Dipula, the listed diversified real estate investment trust, plans to spend R400m over the next 18 months on further refurbishments and upgrades of its existing R6.7 billion portfolio.
|||Johannesburg - Dipula, the listed diversified real estate investment trust, plans to spend R400 million over the next 18 months on further refurbishments and upgrades of its existing R6.7 billion portfolio.
The refurbishments and upgrades include a R60 million revamp of the Soweto-based Protea Point Shopping Centre, while Dobson Point Shopping Centre will get a R6m facelift.
Dipula chief executive Izak Petersen said they expected an average yield in excess of 11 percent from the refurbishments and upgrades. “These revamps will not only enable us to command higher rentals, but will also provide the local community with a better shopping experience,” he said.
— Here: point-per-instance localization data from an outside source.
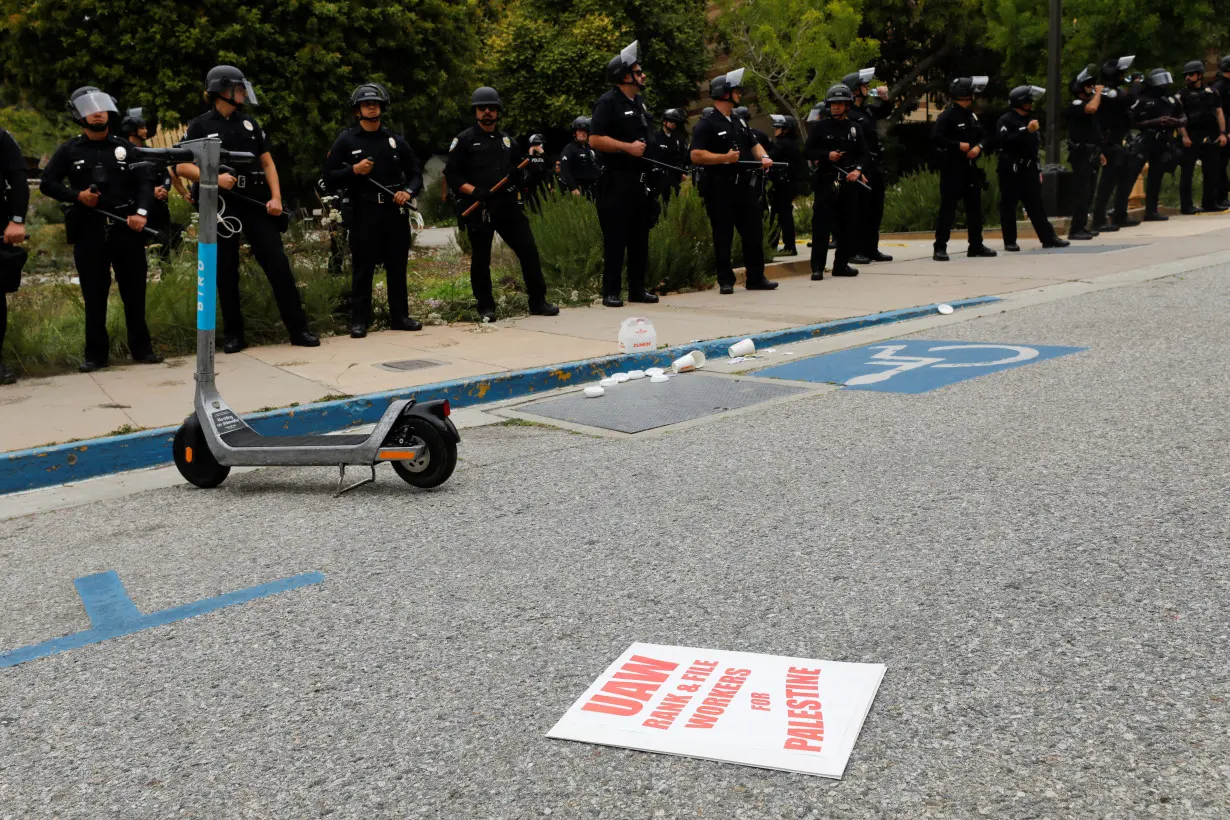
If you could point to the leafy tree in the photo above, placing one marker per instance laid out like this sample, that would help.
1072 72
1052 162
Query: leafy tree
1160 33
925 43
304 57
793 49
547 57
Dipula yesterday reported 7.1 percent growth in distributions a combined share for the six months to February. The distribution a share attributable to A-shares increased by 5 percent to 48.23707 cents from 45.94007c, which was in line with the distribution policy to A-shareholders. The distribution a share to B-shares increased by 9.7 percent to 38.78144c from 35.34590c.
Distributable earnings grew by 13 percent to R177.3m from R156.9m. The growth was attributed to solid asset management, reduced vacancies and prudent acquisitions.
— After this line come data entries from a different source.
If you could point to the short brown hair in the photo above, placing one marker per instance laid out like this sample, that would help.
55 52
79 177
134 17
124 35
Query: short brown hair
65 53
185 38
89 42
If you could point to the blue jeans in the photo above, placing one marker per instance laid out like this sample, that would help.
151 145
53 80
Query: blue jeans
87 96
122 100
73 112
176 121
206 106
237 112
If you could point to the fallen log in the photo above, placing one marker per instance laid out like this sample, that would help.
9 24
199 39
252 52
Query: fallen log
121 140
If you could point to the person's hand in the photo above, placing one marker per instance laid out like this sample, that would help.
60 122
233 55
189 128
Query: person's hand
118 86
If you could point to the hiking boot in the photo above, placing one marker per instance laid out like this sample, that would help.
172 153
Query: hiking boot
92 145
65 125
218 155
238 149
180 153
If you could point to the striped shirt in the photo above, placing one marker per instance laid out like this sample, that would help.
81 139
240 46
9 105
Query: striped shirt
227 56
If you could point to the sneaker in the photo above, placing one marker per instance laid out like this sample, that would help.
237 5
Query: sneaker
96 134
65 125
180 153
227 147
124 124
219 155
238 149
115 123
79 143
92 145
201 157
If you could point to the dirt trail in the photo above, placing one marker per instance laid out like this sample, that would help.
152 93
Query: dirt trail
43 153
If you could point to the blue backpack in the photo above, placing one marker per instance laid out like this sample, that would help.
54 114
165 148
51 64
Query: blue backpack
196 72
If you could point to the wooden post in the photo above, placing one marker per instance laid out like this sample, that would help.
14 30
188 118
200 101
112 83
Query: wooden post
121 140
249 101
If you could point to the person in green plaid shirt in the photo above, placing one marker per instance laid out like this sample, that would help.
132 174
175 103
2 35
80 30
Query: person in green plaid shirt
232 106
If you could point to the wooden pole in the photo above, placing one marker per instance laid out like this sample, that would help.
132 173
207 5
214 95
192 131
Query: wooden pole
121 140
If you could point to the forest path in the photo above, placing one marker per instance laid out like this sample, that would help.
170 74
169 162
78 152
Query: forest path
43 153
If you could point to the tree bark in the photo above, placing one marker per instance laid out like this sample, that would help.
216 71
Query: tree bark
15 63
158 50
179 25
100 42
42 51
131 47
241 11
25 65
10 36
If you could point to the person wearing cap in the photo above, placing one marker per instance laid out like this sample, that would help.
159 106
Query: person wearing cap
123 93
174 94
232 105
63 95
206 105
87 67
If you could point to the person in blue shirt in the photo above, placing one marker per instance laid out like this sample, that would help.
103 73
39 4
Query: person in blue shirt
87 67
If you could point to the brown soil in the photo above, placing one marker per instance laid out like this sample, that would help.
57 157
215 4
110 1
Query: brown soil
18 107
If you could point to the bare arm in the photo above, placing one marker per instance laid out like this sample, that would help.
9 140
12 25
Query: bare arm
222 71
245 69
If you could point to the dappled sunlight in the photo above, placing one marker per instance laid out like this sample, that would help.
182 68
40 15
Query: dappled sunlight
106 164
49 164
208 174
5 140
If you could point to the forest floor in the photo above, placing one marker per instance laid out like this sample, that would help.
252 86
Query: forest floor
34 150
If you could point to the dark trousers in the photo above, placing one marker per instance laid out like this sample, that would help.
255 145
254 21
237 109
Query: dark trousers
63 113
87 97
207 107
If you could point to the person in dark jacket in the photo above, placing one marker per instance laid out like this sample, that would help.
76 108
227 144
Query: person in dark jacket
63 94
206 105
Vacancies declined to 9.2 percent from 9.6 percent. Office vacancies dropped to 11.7 percent from 14 percent and retail vacancies to 7.6 percent from 10 percent, while industrial vacancies increased to 11.5 percent from 4 percent.
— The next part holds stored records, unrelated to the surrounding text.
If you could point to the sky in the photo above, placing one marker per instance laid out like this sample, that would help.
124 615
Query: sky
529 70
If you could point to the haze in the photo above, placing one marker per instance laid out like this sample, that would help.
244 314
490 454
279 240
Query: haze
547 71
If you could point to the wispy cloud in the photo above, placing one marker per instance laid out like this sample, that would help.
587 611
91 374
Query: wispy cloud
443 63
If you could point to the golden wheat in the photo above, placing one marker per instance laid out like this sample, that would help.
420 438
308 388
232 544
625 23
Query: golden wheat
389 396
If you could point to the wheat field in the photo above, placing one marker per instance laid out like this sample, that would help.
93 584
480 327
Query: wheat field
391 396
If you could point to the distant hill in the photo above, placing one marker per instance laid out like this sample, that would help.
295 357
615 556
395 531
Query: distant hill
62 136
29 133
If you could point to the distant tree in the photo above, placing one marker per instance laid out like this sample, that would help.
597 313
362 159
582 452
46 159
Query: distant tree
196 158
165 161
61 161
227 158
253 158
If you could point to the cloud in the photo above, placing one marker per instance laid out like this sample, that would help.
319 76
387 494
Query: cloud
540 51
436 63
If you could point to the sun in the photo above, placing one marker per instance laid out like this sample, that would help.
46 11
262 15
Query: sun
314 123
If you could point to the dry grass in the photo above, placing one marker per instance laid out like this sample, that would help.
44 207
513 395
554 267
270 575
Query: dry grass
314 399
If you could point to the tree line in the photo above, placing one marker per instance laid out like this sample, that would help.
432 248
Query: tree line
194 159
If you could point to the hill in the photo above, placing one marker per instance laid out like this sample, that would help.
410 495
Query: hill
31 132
But Petersen said industrial vacancies had since the end of February been reduced to 3.2 percent, following the letting of the redeveloped R60m Renaissance Park warehouse to Massmart. Petersen said Dipula’s performance in challenging conditions was pleasing and sustainable.
Dipula’s results included for the first time the Moolman portfolio, in which Dipula in August took an 80 percent stake in Moolman Group co-owned companies Jarrabilla Investments and Lizinex for R686m.
The portfolio comprises 28 low-vacancy properties totalling 66 000 square metres, including stakes in shopping and value centres in high traffic areas.
Portfolio enhancing asset
Dipula in the reporting period unveiled the R320m Gillwell Taxi Retail Park in the East London central business district.
Petersen said the portfolio enhancing asset was an attractive shopping environment in contrast to the fragmented and informal competition in the area.
“The Retail Park is a modern, weatherproof development offering an exciting new mix of shops. It is strategically located given that it integrates seamlessly with the Gillwell Taxi Rank, one of the city’s main public transport hubs,” he said.
Petersen said the business remained fundamentally sound, despite the volatility in the markets and the headwinds tearing at the local economy.
He believed the increased interest rates and inflation might cause increasing tenant defaults, but he was confident that continuing to reduce vacancies and forging ahead with the portfolio growth strategy would stand Dipula in good stead. “We will continue with improving acquisitions, well-timed sales, strategic extensions and revamps.”
Dipula’s board expects distribution growth of between 7 percent and 8 percent for the year to August.
Dipula A-shares remained unchanged at R10 a share on the JSE yesterday, while the B-shares gained 2.7 percent to R9.50.